Союзники тут же поняли, что враг оказался более многочисленным, чем они думали. На самом деле он оказался даже более многочисленным, чем они в тот миг обнаружили. Каждый встреченный всадник двоился, как в глазах у пьяного. Вскоре армии сошлись в безмолвной схватке и силы союзников дрогнули в трагической битве у Монса, началось тяжелое отступление. В те дни многие новобранцы узнали, что война – это самая страшная вещь в мире, а многим никогда уже не суждено вернуться.

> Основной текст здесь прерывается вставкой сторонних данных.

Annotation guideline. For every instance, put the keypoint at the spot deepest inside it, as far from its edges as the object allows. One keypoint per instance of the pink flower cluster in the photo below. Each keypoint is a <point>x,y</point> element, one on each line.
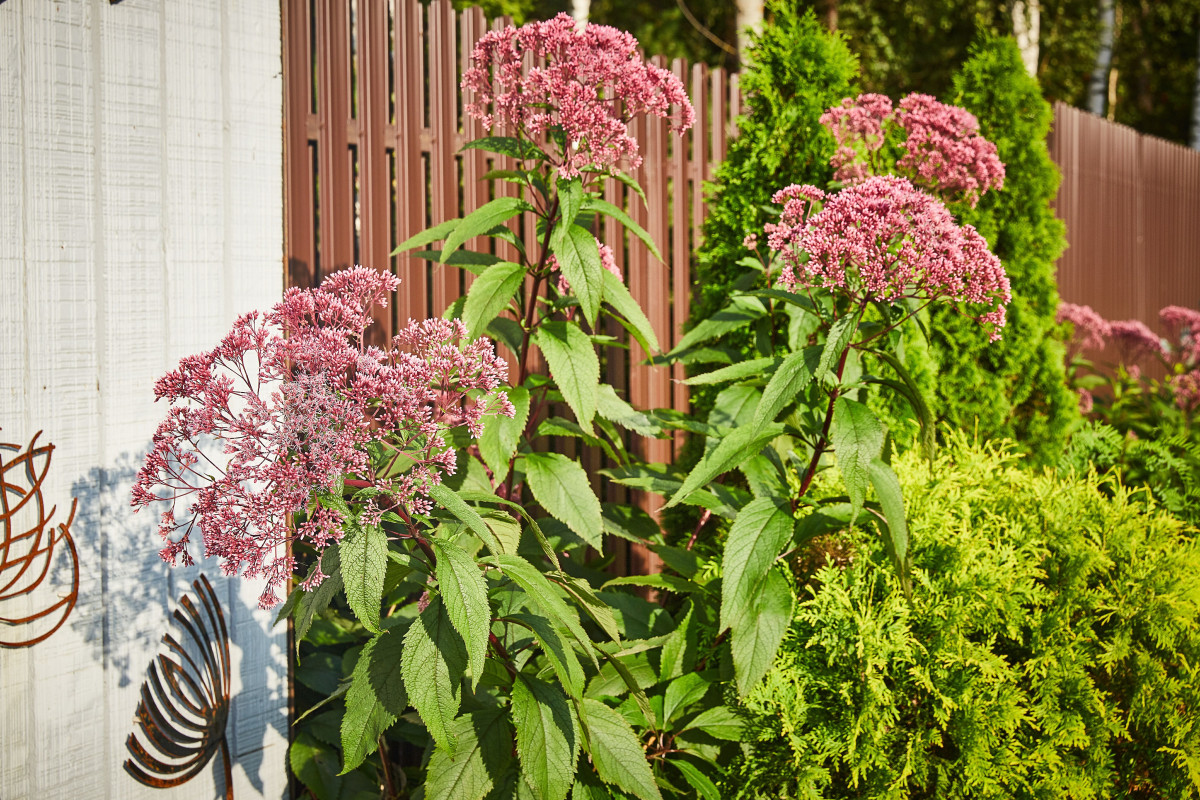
<point>586,84</point>
<point>607,260</point>
<point>1091,329</point>
<point>886,240</point>
<point>943,150</point>
<point>283,409</point>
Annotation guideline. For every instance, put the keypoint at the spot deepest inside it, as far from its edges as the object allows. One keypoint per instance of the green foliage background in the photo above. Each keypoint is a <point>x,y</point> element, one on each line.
<point>1050,649</point>
<point>1014,388</point>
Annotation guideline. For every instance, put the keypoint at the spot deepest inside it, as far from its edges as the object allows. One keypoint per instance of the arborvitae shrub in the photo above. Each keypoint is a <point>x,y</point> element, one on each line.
<point>1015,388</point>
<point>1050,649</point>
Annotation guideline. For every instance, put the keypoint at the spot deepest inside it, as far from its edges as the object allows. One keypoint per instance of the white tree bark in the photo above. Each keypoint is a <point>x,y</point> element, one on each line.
<point>1098,86</point>
<point>1027,30</point>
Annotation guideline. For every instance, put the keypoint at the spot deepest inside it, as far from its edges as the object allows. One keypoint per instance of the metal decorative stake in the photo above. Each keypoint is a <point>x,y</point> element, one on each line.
<point>27,551</point>
<point>185,703</point>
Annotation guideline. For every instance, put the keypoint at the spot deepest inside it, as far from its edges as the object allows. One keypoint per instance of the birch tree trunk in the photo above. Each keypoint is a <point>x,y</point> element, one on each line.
<point>1098,86</point>
<point>1027,30</point>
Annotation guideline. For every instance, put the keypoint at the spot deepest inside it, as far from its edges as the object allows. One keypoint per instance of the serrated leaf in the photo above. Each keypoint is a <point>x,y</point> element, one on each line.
<point>617,295</point>
<point>563,488</point>
<point>756,537</point>
<point>485,747</point>
<point>490,294</point>
<point>792,376</point>
<point>375,701</point>
<point>733,449</point>
<point>547,737</point>
<point>465,595</point>
<point>579,258</point>
<point>616,751</point>
<point>697,780</point>
<point>611,407</point>
<point>437,232</point>
<point>754,647</point>
<point>857,439</point>
<point>681,693</point>
<point>432,668</point>
<point>507,145</point>
<point>741,312</point>
<point>755,367</point>
<point>574,366</point>
<point>720,722</point>
<point>502,434</point>
<point>610,210</point>
<point>449,499</point>
<point>837,341</point>
<point>558,651</point>
<point>364,558</point>
<point>481,220</point>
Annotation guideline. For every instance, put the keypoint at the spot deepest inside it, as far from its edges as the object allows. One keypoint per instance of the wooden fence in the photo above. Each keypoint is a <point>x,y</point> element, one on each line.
<point>375,127</point>
<point>1132,208</point>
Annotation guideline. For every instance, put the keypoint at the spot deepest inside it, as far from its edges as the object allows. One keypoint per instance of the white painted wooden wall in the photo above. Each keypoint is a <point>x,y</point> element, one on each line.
<point>141,211</point>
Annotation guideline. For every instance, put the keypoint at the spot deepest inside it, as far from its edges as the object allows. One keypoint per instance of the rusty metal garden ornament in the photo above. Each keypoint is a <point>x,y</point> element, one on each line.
<point>185,701</point>
<point>30,608</point>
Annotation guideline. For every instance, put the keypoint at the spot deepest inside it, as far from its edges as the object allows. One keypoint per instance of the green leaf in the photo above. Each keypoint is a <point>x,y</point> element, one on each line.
<point>505,145</point>
<point>375,701</point>
<point>681,693</point>
<point>449,499</point>
<point>793,374</point>
<point>483,220</point>
<point>430,234</point>
<point>720,722</point>
<point>562,657</point>
<point>563,488</point>
<point>574,366</point>
<point>617,295</point>
<point>887,489</point>
<point>736,447</point>
<point>696,779</point>
<point>755,367</point>
<point>547,737</point>
<point>757,535</point>
<point>485,749</point>
<point>610,210</point>
<point>579,258</point>
<point>616,751</point>
<point>465,594</point>
<point>490,294</point>
<point>611,407</point>
<point>432,668</point>
<point>754,647</point>
<point>741,312</point>
<point>857,439</point>
<point>837,342</point>
<point>316,601</point>
<point>364,557</point>
<point>502,434</point>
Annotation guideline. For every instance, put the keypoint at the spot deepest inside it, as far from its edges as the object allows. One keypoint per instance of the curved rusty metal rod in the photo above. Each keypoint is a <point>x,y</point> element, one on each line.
<point>185,701</point>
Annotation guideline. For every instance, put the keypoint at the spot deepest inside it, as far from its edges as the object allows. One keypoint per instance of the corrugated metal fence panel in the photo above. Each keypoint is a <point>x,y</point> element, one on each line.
<point>139,180</point>
<point>1132,209</point>
<point>426,179</point>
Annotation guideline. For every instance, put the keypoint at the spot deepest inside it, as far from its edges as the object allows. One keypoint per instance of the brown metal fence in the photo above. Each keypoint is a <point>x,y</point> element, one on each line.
<point>375,127</point>
<point>1132,208</point>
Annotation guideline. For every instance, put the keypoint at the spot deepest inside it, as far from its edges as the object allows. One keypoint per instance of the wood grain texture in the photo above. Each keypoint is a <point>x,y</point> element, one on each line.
<point>141,163</point>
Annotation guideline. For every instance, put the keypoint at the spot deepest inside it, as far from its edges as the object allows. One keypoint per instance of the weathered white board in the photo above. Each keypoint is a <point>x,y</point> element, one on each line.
<point>141,211</point>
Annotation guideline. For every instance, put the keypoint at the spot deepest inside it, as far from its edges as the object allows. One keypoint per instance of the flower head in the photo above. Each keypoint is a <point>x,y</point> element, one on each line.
<point>586,84</point>
<point>285,410</point>
<point>886,240</point>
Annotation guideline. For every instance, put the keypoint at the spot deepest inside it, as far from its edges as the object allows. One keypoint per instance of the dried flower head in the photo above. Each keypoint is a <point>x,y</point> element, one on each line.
<point>586,84</point>
<point>282,410</point>
<point>886,240</point>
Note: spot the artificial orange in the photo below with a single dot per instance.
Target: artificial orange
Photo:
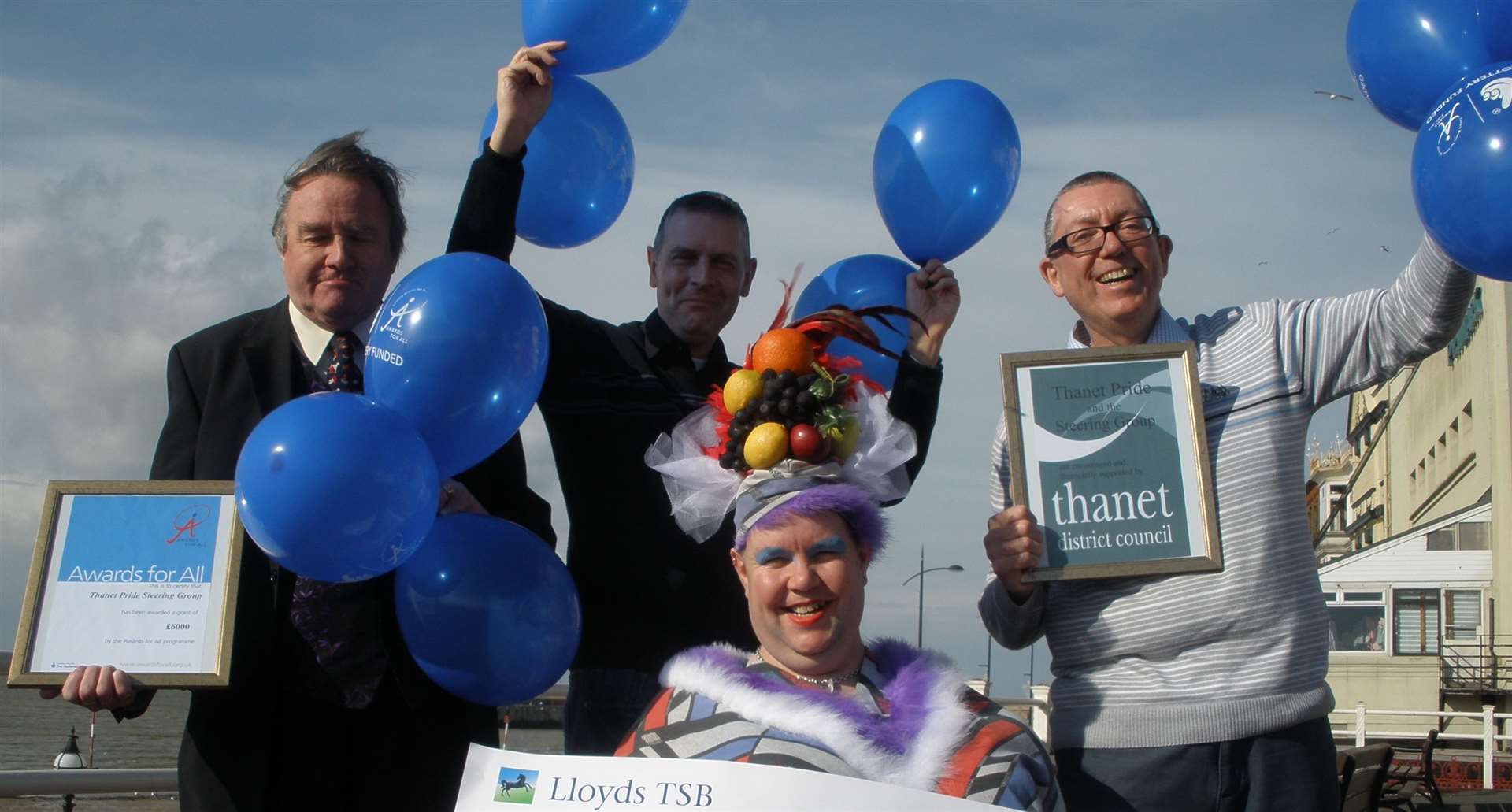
(765, 445)
(784, 350)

В этой мрачной атмосфере разрасталось странное чувство, которого наша кровь уже долго не знала. Эти шесть дней сгустились в облако легенд и мерцающих теней, как шесть столетий Тёмных веков. Многие страхи оказались на поверку преувеличенными фантазиями, некоторые – чистой выдумкой, но некоторые были куда вещественнее и куда труднее рассеивались при свете дня. Один любопытный факт точно никуда не денется, даже если все свидетельства о нем – ложь или, если угодно, художественный вымысел. Все как-то разом позабыли про самые близкие к нам, самые деятельные три столетия, о которых я рассказывал в этом очерке, – столетия, когда тевтонское влияние распространялось на наши острова.
Призраки явились, но это были призраки хорошо забытых предков. Никому не привиделся Кромвель или Веллингтон, никто не взывал к духу Сесила Родса. То, что видели и о чем говорили британцы, воодушевляло их сильнее, чем любой военный союз с французами, которые говорили о Жанне д’Арк, пришедшей из рая и вставшей над обреченным городом, или с русскими, которым снилась Богоматерь, указывавшая рукой на запад.
Это были видения или откровения средневековой армии, и поэт опирался на реальные слухи, когда писал о призрачных лучниках, кричавших «Стройся! Стройся!» – как о давно расформированных йоменах, среди которых я представлял себе Коббе-та, натягивающего тетиву. Другие слухи, истинные или только фиксирующие настроение, рассказывали об огромной белой лошади, которая не являлась ни в день победы у Бленхейма[204]
, ни в годы Чёрного Принца, но которая встречалась в старинных легендах о святом Георгии. Один солдат говорил, что узнал святого, потому что тот отчеканен «на каждом соверене». Но на монетах святой Георгий имеет вид римского солдата.Эти фантазии, если они были только фантазиями, могут показаться последними угасающими сполохами старого мира, ныне смертельно раненного. Пришедший ему на смену новый мир навалился всем своим весом, но прежде старый мир никогда не взывал к семи защитникам христианства[205]
. Сейчас, в дни больших сомнений и больших надежд, практически невозможно заново пережить чувство роковой и неодолимой мощи первого германского удара. Казалось, все символы древней доблести пали со своих пьедесталов и врагу открывалась широкая мощеная дорога прямо к воротам Парижа. Германия двигалась к ним как огромный, непостижимый сфинкс, чья гордыня была способна уничтожить все вокруг себя и при этом не поколебаться. В ее обозе ползли, как шевелящиеся горы, циклопические пушки. Таких пушек люди еще не видели – перед ними городские стены таяли, как воск, их пасти нагло устремлялись к небу, как будто угрожая самому солнцу. Говорить так о новых, циклопических орудиях – это не прихоть фантазии, именно в их огромных колесах и стволах заключена была душа Германии; ее пушки были куда символичнее ее знамен.И тогда, и сейчас, в любых обстоятельствах бросается в глаза, что германское превосходство – вещь совершенно четкая, принадлежащая к определенному типу. Оно проявляется не в единстве и не в дисциплине как моральном понятии. Ничто не может превзойти в единстве как моральной величине подразделения французов, британцев или русских. Нет ничего более единого, если уж на то пошло, чем клан горных шотландцев из Килликранки[206]
или чем натиск религиозных фанатиков из Судана.